Don’t Let the Bureaucrats Bite
Bedbugs, a common household pest for centuries, all but vanished in the 1940s and ’50s with the widespread use of DDT. But DDT was banned in 1972 as too toxic to wildlife, especially birds. Since then, the bugs have developed resistance to chemicals that replaced DDT.
Also, exterminators have fewer weapons in their arsenal than they did just a few years ago because of a 1996 Clinton-era law that requires older pesticides to be re-evaluated based on more stringent health standards. The re-evaluations led to the restrictions on propoxur and other pesticides.
Bedbugs, infesting U.S. households on a scale unseen in more than a half-century, have become largely resistant to common pesticides. As a result, some homeowners and exterminators are turning to more hazardous chemicals that can harm the central nervous system, irritate the skin and eyes or even cause cancer. …
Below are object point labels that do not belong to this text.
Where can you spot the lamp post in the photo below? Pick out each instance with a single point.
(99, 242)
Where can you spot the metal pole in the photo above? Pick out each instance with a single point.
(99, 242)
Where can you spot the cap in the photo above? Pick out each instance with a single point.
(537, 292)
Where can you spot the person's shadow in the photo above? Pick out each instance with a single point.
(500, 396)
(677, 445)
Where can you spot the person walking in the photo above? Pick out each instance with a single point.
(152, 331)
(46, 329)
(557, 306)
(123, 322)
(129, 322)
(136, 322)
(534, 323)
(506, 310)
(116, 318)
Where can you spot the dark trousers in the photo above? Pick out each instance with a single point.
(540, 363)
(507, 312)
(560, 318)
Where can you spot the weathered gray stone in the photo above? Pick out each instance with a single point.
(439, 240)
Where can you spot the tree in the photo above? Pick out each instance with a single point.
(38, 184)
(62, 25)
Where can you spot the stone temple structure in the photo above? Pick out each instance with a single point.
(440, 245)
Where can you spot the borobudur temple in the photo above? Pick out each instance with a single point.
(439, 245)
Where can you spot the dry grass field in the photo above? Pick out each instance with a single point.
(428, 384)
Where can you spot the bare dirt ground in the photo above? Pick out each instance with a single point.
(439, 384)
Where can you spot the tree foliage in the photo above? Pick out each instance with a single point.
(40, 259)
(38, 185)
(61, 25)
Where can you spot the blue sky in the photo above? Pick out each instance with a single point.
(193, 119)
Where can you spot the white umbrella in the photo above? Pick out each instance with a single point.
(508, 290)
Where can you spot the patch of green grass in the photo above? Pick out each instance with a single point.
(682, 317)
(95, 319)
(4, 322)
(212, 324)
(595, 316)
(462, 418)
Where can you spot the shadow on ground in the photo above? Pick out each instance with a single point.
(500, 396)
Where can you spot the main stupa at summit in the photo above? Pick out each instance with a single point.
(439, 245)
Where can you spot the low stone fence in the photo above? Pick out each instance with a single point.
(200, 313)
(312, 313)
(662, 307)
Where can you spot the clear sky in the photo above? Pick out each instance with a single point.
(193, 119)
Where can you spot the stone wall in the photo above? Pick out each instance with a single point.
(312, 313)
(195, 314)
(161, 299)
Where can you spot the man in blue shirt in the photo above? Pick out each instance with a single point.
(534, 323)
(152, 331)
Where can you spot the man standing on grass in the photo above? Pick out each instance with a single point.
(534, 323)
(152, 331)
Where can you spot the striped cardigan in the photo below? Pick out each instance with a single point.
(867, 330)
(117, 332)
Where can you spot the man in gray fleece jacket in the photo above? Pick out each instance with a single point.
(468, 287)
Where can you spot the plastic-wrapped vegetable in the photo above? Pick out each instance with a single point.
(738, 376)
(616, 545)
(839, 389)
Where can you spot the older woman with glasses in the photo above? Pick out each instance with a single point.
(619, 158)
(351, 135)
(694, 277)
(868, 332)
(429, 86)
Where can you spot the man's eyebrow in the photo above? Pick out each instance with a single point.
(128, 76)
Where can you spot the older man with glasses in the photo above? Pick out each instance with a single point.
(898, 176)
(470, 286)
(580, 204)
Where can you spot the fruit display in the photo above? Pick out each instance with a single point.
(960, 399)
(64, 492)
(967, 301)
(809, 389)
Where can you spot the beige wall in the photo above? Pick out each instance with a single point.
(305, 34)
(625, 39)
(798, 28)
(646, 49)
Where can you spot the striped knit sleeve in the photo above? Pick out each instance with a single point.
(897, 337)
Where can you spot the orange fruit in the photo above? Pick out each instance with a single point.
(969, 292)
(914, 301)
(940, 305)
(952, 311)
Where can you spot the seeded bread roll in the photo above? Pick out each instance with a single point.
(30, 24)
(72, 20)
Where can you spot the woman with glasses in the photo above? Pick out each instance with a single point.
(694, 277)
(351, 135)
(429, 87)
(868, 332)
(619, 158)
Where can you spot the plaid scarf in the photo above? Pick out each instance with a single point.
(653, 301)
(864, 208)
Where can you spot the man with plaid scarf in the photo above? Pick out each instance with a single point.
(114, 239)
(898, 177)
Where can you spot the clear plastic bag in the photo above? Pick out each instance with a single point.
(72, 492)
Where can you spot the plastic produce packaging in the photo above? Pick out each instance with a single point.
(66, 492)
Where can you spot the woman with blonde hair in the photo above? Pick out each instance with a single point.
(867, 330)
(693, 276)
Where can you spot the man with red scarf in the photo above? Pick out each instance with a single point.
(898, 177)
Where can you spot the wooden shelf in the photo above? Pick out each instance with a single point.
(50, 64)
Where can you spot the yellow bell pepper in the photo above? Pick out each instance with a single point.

… authorities around the country have blamed house fires on people misusing all sorts of highly flammable garden and lawn chemicals to fight bedbugs. Experts also warn that some hardware products — bug bombs, cedar oil and other natural oils — claim to be lethal but merely cause the bugs to scatter out of sight and hide in cracks in walls and floors.
The government transformation of supposedly too-popular station wagons into too-popular SUVs comes to mind.
Now will come the public cry for widespread use of DDT, where limited, judicious use might have prevented the problem in the first place.